VAGEN is defined in strict linear order A0, A1, A2, till the last agen used in the command. The agens defined can be used (in loads and stores) in any order. It is allowed to share agen between load(s) and store(s).
The address increments represent:
Figure 8-62 shows an example of 2 × 3 × 2 × 4 data object, addressed by the loop variables i1, i2, i3 and i4, with i1 being the outer-most loop. The address increments to access the object are shown in Figure 8-62.
In the VAGEN instruction, pointers to the parameter file are encoded, not the address increments themselves. Most data objects do not require 4-dimension addressing.

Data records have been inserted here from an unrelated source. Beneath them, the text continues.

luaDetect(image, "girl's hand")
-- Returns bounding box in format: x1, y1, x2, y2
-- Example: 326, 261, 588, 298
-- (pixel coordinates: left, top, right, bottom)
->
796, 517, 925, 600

For example, coefficient data for 2D FIR filter is normally stored consecutively, and advance by 1 data point most of the times, and wraps back at the end of i3 loop.Then pinc4 = pinc3 is specified to one parameter register (initialized to 2 for 16-bit coefficients), and pinc2 = pinc1 to another parameter register for the wrap-back. Thus, this scheme reduces command plus parameter data.
All address increments are in bytes. This allows misaligned halfword (16-bit) and word (32-bit) accesses that are some times needed in the processing.
Each address increment is encoded with one 16-bit parameter register, treated as signed value. The above example shows address increment moving forward, but in many cases, for example coefficients for filtering, negative increments are used.
Note that the address increments together specify addressing pattern of a single pointer, and the data distribution controls how consecutive memory data from that pointer, up to 32N-bit, are distributed among the SIMD dimension of the vector register entry.
In case multiple VAGEN instructions are issued for the same agen resource (for example, A0), the last one takes effect, and the preceding ones with the same agen resource is ignored.